Last week I wrote about ‘homebrew CRM‘, in which I mentioned Rick Klau’s post on his contact management routines. One element that jumped out when I was reading his post was that he had taken a look at his contact lists to see how the men/women ratio was in his network. There’s nothing in LinkedIn that let’s you explore your contact list as a single data set. It’s only a rolodex still, no way to visualise the data in that list in any way (e.g. geographic or sectoral distribution, or other cross sections of the list). Rick mentioned he had downloaded all his LinkedIn data and all his Twitter data, and then used that data export to work on. I requested the same data from LinkedIn and Twitter.

It turns out that LinkedIn’s export contains a list of contact names (but not the link to their profiles, as that isn’t ‘your data’), and a key piece of information they normally don’t show you: the date you connected. (Interestingly LinkedIn offers you nothing to record the context and reason you connected. The Xing-platform, heavily used in Germany, does do that, and I find it very useful)

Having names and dates, I manually indicated someone’s gender, and then used the dates for basic insights into how my recorded network developed over time. (Typing this I realise I still have the export from Facebook when I deleted my original account 2 years ago, and I could do the same there)

For now I looked at two measures: the balance between women and men in contacts I added each year, and the balance between women and men in the total number of contacts each year. Currently I have some 2150 contacts, of which some 600 are women, for a percentage of 27%. That is significantly lower than I had intuited. I think such overestimation is a known effect.

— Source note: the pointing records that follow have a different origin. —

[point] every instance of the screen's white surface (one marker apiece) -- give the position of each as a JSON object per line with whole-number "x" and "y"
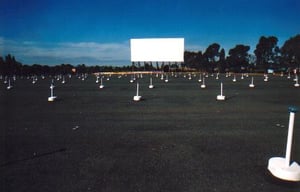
{"x": 157, "y": 49}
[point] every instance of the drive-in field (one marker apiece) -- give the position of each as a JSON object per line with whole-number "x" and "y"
{"x": 178, "y": 138}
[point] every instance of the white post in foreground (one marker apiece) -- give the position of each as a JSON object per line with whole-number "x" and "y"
{"x": 221, "y": 97}
{"x": 281, "y": 167}
{"x": 289, "y": 138}
{"x": 137, "y": 97}
{"x": 151, "y": 86}
{"x": 52, "y": 97}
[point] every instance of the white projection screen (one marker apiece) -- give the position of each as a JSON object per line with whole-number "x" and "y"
{"x": 157, "y": 49}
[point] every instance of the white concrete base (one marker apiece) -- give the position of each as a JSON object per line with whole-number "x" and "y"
{"x": 251, "y": 85}
{"x": 221, "y": 97}
{"x": 50, "y": 99}
{"x": 137, "y": 98}
{"x": 277, "y": 166}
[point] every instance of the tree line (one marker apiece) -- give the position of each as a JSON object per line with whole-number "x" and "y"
{"x": 267, "y": 55}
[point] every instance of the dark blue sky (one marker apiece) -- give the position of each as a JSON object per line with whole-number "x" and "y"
{"x": 98, "y": 32}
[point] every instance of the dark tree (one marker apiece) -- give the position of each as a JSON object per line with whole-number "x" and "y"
{"x": 265, "y": 52}
{"x": 238, "y": 58}
{"x": 291, "y": 52}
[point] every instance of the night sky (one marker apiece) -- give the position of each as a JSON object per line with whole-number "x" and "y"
{"x": 98, "y": 32}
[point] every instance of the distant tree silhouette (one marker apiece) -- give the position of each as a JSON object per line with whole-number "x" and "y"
{"x": 239, "y": 58}
{"x": 265, "y": 52}
{"x": 291, "y": 52}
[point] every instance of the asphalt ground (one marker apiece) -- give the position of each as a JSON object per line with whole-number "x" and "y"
{"x": 177, "y": 138}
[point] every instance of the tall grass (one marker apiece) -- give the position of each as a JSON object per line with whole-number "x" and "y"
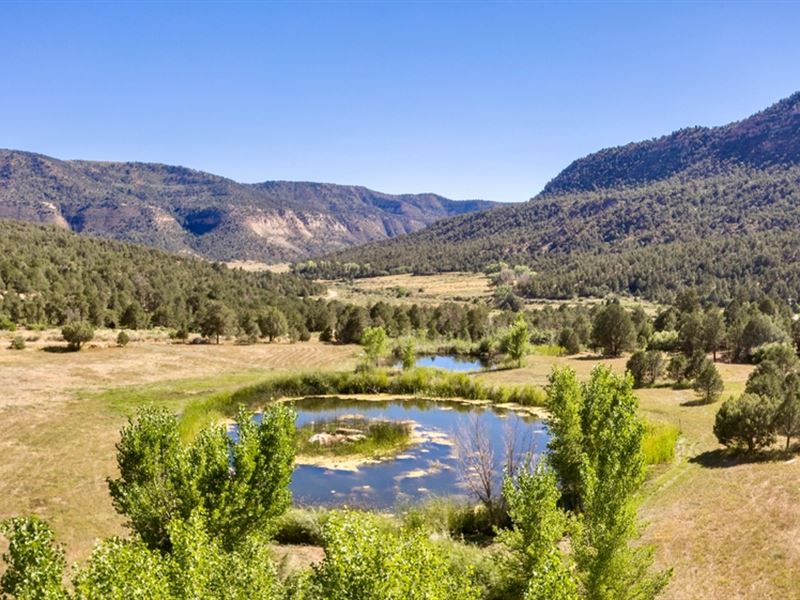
{"x": 428, "y": 383}
{"x": 659, "y": 441}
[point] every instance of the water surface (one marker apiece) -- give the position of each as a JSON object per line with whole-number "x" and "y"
{"x": 450, "y": 363}
{"x": 428, "y": 468}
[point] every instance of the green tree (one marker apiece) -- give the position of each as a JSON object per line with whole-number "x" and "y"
{"x": 215, "y": 320}
{"x": 134, "y": 316}
{"x": 612, "y": 330}
{"x": 708, "y": 383}
{"x": 374, "y": 341}
{"x": 34, "y": 562}
{"x": 240, "y": 486}
{"x": 122, "y": 339}
{"x": 272, "y": 323}
{"x": 517, "y": 341}
{"x": 564, "y": 405}
{"x": 569, "y": 340}
{"x": 746, "y": 421}
{"x": 714, "y": 332}
{"x": 77, "y": 333}
{"x": 364, "y": 561}
{"x": 408, "y": 354}
{"x": 351, "y": 324}
{"x": 787, "y": 416}
{"x": 676, "y": 369}
{"x": 535, "y": 568}
{"x": 611, "y": 472}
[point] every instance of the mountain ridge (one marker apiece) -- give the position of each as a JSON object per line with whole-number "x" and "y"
{"x": 638, "y": 219}
{"x": 188, "y": 211}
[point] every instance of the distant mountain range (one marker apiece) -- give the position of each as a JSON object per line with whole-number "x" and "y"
{"x": 715, "y": 207}
{"x": 187, "y": 211}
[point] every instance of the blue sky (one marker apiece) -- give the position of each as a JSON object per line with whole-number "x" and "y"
{"x": 470, "y": 100}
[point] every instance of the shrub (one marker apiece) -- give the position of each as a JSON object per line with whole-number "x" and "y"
{"x": 35, "y": 564}
{"x": 569, "y": 341}
{"x": 301, "y": 526}
{"x": 242, "y": 486}
{"x": 122, "y": 339}
{"x": 708, "y": 384}
{"x": 676, "y": 369}
{"x": 77, "y": 333}
{"x": 7, "y": 324}
{"x": 364, "y": 562}
{"x": 746, "y": 422}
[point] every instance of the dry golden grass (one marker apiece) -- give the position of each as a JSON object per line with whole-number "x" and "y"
{"x": 730, "y": 529}
{"x": 420, "y": 289}
{"x": 57, "y": 430}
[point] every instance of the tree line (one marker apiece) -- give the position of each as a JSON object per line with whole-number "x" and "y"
{"x": 202, "y": 513}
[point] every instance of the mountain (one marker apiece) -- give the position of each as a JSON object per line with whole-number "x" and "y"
{"x": 49, "y": 276}
{"x": 187, "y": 211}
{"x": 714, "y": 207}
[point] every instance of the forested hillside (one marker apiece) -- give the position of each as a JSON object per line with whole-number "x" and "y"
{"x": 49, "y": 276}
{"x": 183, "y": 210}
{"x": 715, "y": 208}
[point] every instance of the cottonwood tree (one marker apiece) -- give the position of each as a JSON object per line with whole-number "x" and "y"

Looked at per year for the contacts added that year, the balance over time has improved from 10% in 2003, to between a third and 40% in the last handful of years. That last number is in line with the overall percentage I had intuited, so apparently I am using my perception of recent years as the estimate for the entire period. That low 2003 starting percentage has a lot to do I think with the general imbalance of the early adopter crowd that came into LinkedIn when they launched in May 2003 (I joined in June ’03) and the low number of people I connected to those first months on the platform (11 in 6 months).

Getting closer to a 50/50 balance on LinkedIn isn’t completely within my control I realise (unlike in my feed reading), as it also depends on who I actually meet in my work, and each working environment has its own existing gender distribution. It is also not completely outside my control. There is agency in new situations and contexts, such as whom I seek out for conversation when participating in an event. Yet, getting to a 50/50 balance for the total would mean connecting only to women for a few years, adding about a 1000 new contacts that way. History does keep one back clearly.